特にモルドレッドの攻撃にすら耐える、強力な外骨格を持つ超巨大蟹の解体は大変な作業になるからと、ソニアが主戦場をこちらに移すことにしたようだ。
ということで、
「とりあえず僕も手伝わないと」
と、僕が先ずするのはアクアとオニキスを召喚。
日が出ている内はまだまだ暑いこの時期、これだけの巨体を冷やしながら解体を勧めるのは大変である。
ということで、召喚したアクアとオニキスに冷却を担当するエレイン君達を手伝うように言うと、僕もエレイン君達の輪に加わろうとするのだが、
ここで何故か元春も僕に続くようにその輪に加わり。
「俺も手伝うぜ」
元春が自主的に解体に加わるなんて珍しいこともあるものだ。
と聞けば、疲労困憊のみなさんを前に、一人見学しているのはいたたまれないとのことらしい。
まあ、それ以外にも、どうせ『カッコイイところを見せたい』とか、そういう目論見があるんだろうけど。
元春がそういったアピールをするのは毎度のことなので、
せっかく手伝ってくれるならと――、
「だったら僕達は体の解体を担当しようか、足は先にエレイン君たちがやってくれてるから」
「オッケー。
けどこれ、どうやってバラすん?
ヒビはそこら中に入ってっけど、モルドレッドの剣でダメなら解体すんのは難しいだろ」
元春の指摘はもっともである。
しかし、それはカルキノスがモルドレッドの攻撃を耐えられたのは生きていた時の話。
ここまで解体を進めてくれていたエレイン君達の報告によると、どうもカルキノスの驚異的な耐久力は、魔力によって強化されたものであり、死亡が確認された今なら、普通に魔法金属製のノコギリなどで解体が可能だとのことで、
ただ、解体するのが蟹の体ということなら――、
「蟹の体をバラすなら、普通に蟹を食べる時みたいにやればいいんじゃない。
まずは上の殻を剥ぎ取ろうか」
「ああ――、
言ってることはわかんなくもないんだけどよ。

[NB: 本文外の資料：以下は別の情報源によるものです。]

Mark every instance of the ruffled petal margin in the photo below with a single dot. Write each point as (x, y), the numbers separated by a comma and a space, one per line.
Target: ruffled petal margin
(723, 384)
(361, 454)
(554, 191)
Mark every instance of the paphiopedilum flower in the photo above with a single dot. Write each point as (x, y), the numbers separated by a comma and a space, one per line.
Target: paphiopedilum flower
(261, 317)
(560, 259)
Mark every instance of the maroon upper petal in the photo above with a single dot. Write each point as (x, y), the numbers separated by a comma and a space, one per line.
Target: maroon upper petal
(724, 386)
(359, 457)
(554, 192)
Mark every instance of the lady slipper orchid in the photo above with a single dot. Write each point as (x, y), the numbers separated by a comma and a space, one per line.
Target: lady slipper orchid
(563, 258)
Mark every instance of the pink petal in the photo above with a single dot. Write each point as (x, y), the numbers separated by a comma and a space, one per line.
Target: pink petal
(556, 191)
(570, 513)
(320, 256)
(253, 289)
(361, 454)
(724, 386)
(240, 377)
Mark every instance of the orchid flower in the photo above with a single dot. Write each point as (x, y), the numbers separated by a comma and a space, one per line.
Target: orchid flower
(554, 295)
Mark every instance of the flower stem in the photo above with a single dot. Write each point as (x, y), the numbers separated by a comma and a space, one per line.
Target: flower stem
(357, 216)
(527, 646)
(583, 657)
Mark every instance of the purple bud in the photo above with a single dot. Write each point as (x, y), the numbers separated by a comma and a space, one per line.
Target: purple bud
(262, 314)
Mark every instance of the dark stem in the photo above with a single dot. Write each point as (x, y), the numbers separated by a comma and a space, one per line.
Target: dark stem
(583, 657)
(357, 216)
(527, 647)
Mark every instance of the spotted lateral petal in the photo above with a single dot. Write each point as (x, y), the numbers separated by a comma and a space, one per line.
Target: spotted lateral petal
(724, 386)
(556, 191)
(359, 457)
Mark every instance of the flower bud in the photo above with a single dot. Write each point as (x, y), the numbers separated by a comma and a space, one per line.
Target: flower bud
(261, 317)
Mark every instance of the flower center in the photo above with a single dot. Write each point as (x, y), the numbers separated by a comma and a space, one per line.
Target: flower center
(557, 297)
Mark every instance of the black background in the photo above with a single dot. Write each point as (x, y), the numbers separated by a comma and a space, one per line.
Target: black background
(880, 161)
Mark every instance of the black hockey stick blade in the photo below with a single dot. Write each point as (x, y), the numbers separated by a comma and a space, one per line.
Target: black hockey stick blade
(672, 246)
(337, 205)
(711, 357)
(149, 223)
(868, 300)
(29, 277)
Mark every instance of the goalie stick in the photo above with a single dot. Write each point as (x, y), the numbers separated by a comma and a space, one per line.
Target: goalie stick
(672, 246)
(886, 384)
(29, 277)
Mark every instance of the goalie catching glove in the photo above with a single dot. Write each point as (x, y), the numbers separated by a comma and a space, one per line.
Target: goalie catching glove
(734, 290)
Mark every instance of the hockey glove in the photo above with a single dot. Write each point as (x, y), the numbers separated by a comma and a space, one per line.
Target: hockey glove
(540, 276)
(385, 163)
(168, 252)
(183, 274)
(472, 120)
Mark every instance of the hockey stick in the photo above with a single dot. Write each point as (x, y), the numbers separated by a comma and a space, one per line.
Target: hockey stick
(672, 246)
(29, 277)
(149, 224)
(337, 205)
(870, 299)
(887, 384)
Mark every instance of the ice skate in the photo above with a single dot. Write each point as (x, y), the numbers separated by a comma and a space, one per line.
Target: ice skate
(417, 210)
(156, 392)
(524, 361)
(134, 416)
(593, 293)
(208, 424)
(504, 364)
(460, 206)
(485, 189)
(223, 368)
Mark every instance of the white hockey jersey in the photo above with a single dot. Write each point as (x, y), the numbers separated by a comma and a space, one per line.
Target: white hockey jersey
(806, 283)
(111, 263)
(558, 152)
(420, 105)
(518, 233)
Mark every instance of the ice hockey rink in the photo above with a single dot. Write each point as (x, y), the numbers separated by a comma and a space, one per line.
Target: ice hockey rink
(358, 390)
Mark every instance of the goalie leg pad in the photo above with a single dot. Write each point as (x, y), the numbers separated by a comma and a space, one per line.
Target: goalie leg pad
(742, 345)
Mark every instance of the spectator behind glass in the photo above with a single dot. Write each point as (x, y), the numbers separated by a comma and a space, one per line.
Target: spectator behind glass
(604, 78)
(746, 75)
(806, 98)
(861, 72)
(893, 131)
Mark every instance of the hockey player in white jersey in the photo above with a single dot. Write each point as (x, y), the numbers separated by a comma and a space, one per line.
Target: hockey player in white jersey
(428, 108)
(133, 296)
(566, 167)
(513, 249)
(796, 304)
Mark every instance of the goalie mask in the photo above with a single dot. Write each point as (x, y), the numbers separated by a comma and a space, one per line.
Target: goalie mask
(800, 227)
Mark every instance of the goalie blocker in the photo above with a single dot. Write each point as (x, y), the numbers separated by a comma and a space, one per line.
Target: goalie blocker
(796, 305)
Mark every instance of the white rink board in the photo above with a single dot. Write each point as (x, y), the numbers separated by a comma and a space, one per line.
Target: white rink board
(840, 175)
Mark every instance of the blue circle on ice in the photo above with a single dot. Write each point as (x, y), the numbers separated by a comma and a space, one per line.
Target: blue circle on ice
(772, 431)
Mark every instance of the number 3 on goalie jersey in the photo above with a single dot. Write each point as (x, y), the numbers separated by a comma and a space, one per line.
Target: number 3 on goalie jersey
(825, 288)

それもそれで俺らに出来るもんなん?」
うん、目の前に鎮座するカルキノスの巨体。
その大きさを見る限り、普通の蟹のように殻を引っ剥がすのは難しいだろう。
ただ、これもモルドレッドに任せれば簡単にできると思うのだが、
残念ながらモルドレッドはカルキノスとの戦いでグロッキー状態。
となると、ここは――、
「とりあえずジャッキかな」
「ジャッキ?」
「ほら、殻の間に軽く切れ込みを入れてさ。ジャッキを噛ませて上げていけば、
とりあえず、上の殻が剥がれるじゃない。
くっついてるところが剥がれれば、後はなんとかなるんじゃない」
「な~る」
ということで、工房にいるエレイン君にメッセージを送信。
以前、万屋や工房を作る時なんかに使ったジャッキを探してきてもらい。
僕はジャッキが届くまでにと、マジックバッグから取り出した解体包丁を殻の隙間に入れていく。
そうして暫く殻の間に包丁を入れていると、十分程して大量のジャッキが届き。
それを包丁を入れ終わった部分から、元春とエレイン君にセットしていってもらい。
持ってきたそれぞれのジャッキに、僕に元春、ベル君にエレイン君達がついたところで、
「行くよ」
タイミングを合わせてハンドルを引いていく。
「しっかし、なんかこういうのってどっかで見たな」
号令に合わせてジャッキアップする自分達の姿に、なんの気なしに呟く元春。
僕はそんな元春の呟きに改めて周囲を見回し。
「曳家とかそういうのじゃない?」
曳家とは家を基礎から持ち上げて移動するという工法だ。
家を基礎から持ち上げる時に、みんな一斉にジャッキを使う姿が、いまの僕達に近いと思ったのだ。
ただ、このカルキノスの解体に限っては、単に上と下の殻をひっぺがすだけなので、厳密に高さを合わせる必要はなく。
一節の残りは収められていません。